Kyle Kingsbury gives an excellent overview of the way that distributed systems deal with network partitions. And if that didn’t make any sense to you, bail out now, this article is not for you.
The things I’d like to emphasize from my experiences with dealing with Riak, though, are these:
In this case, a healthy cluster lost 71% of operations–because when two clients wrote to the value at roughly the same time, Riak simply picked the write with the higher timestamp and ignored the others–which might have added new numbers.
This is not linearizable consistency–and not all data structures can be expressed as CRDTs.
The thing about Riak is that you trade better performance in the face of network partitions for a lot of pain and inconvenience right away. You absolutely can not use Riak, except for very rare data cases (where, basically, you don’t care if arbitrary numbers of writes are thrown away), without immediately investing in merge functions. When we started using Riak, we were tempted to believe that conflicts and non-Last Write Wins behavior were rare, ignorable cases. Read the above again: a healthy cluster lost 71% of operations.
The win for Riak is recovery from catastrophic scenarios in which all other solutions simply screw you. But in return for that protection, the amount of effort you need to spend just dealing with daily operations is enormously greater.
You probably aren’t saving set data, where simple merge functions are easy to write and reliable. In fact, the first question you should be thinking of when you consider using Riak is “can I write a merge function for this data-type at all?” If the answer is no, and you care if unbounded numbers of writes are thrown on the floor in normal, non-partitioned operation, then just walk away from Riak. If you can write the merge function, write it from the very start, and commit to maintaining it.

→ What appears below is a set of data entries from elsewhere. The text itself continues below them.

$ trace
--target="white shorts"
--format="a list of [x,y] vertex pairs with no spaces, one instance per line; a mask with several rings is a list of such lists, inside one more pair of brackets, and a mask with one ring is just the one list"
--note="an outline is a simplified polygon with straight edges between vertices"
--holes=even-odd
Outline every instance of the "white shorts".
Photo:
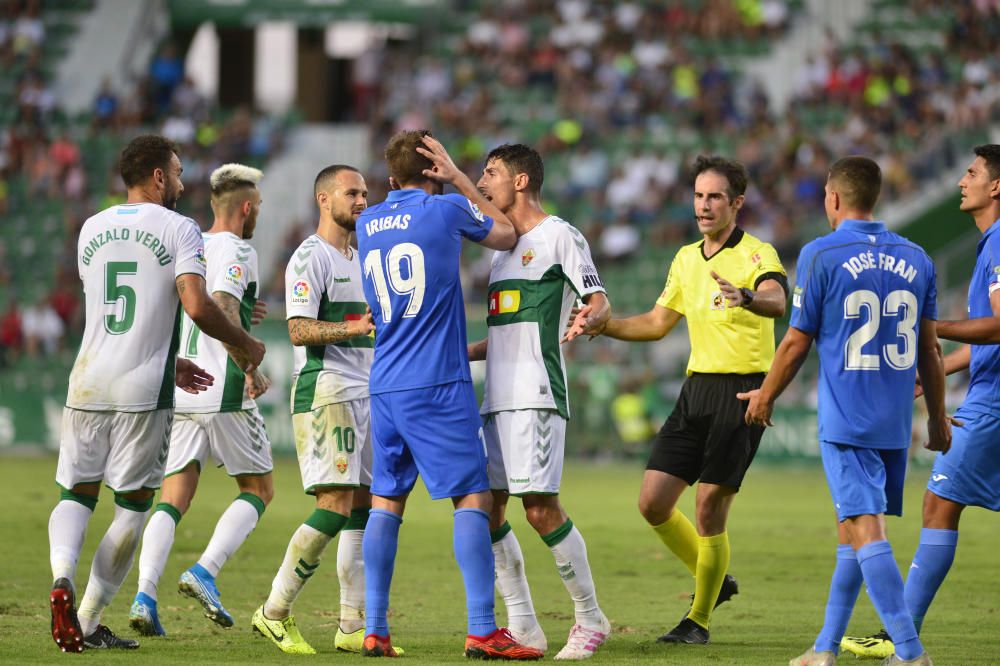
[[549,409],[483,417],[490,488],[511,495],[555,495],[562,480],[566,419]]
[[104,481],[116,493],[159,488],[173,409],[149,412],[63,410],[56,483],[67,490]]
[[191,462],[199,471],[211,454],[229,476],[268,474],[274,468],[271,443],[257,408],[209,414],[174,414],[167,476]]
[[316,488],[372,484],[368,398],[335,402],[292,414],[295,451],[306,493]]

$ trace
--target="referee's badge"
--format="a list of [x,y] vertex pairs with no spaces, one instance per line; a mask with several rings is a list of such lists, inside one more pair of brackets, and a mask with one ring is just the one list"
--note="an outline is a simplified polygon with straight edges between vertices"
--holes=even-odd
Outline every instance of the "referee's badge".
[[347,474],[347,456],[340,454],[333,461],[337,466],[337,471],[341,474]]
[[712,309],[713,310],[726,309],[726,297],[722,295],[721,291],[717,291],[714,294],[712,294]]
[[521,265],[527,266],[528,264],[531,263],[531,260],[534,258],[535,258],[535,251],[529,247],[527,250],[524,251],[524,254],[521,255]]

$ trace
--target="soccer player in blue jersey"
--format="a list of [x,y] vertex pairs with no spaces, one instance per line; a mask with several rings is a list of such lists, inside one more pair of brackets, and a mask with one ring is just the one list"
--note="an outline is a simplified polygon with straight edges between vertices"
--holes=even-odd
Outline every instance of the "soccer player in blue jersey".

Riak’s performance in the event of network partitioning is wonderful, and network partitions are an inevitable part of life, so it’s great that it’s available. But you don’t want good performance in the case of network partitions if it means terrible performance in the case of normal operations, and if you’re a small organization that’s labor-constrained, you may want to use a simpler data store that performs more poorly in the case of partitions, simply on the theory of deferred pain. It feels very adult and foresightful to plan ahead for partitions, clustering, and growth, but labor-constrained organizations need to kick some problems down the road and deal with them later.